Democrats are confident that some provisions of the House bill will be found to violate special budget rules that Republicans must follow in order to skirt a Senate filibuster.

“This bill is going nowhere fast in the United States Senate,” the Democratic leader, Chuck Schumer of New York, said. He said his Republican colleagues “should refuse to follow their House colleagues over a cliff, reject repeal, and work with Democrats to improve our health care system in a bipartisan way.”

Republicans have promised for seven years to repeal the Affordable Care Act, under which around 20 million Americans gained health coverage. But they had no consensus on how much of the law should be repealed and had great difficulty devising a comprehensive replacement. Their doubts were reinforced by constituents who said the health law had saved their lives.

Doctors, hospitals and other health care providers joined patient advocacy groups like the American Cancer Society and AARP in opposing the repeal bill.

But House Republicans said that insurance markets in many states were already melting down, and they pointed to Iowa, where the last major insurer under the Affordable Care Act has threatened to pull out.

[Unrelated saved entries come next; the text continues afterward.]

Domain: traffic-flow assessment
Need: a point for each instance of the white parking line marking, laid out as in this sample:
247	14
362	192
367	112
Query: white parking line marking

There may be “nobody to write insurance for people that are in the Obamacare exchanges” in 94 of Iowa’s 99 counties, said the House Republican whip, Steve Scalise of Louisiana.

The House vote on Thursday occurred before the Congressional Budget Office had released a new analysis of the revised bill with its cost and impact. Democrats angrily questioned how Republicans could vote on a bill that would affect millions of people and a large slice of the American economy without knowing the ramifications.

The Republican bill, the American Health Care Act, would make profound changes to Medicaid, the health program for low-income people, ending its status as an open-ended entitlement. States would receive an allotment of federal money for each beneficiary, or, as an alternative, they could take the money in a lump sum as a block grant, with fewer federal requirements. The bill would also repeal taxes imposed by the Affordable Care Act on high-income people, insurers and drug companies, among others. And it would cut off federal funds from Planned Parenthood for one year.

Many defenders of the bill focused less on its details than on what they saw as shortcomings of the Affordable Care Act.

“Obamacare has hijacked the free market and has taken some Americans’ liberties with it,” Representative Doug Collins, Republican of Georgia, said on the floor, adding that the health law “replaced our doctors with bureaucrats, because that’s what socialized medicine does.”

Democrats worked to link House Republicans’ actions to an unpopular president. “The Pied Piper of Trump Tower is playing a tune today, and they must dance,” said Representative Lloyd Doggett, Democrat of Texas.

Representative Jim McGovern, Democrat of Massachusetts, told Republicans: “You are taking away essential health care protections. You are allowing insurance companies to discriminate against people with pre-existing conditions.”

In truth, Republicans argued, with so many problems afflicting the Affordable Care Act, the status quo is unsustainable, regardless of what Congress does. Hours before the vote, Mr. Trump pointed to Aetna’s announcement this week that it would no longer offer policies on Virginia’s Affordable Care Act exchange.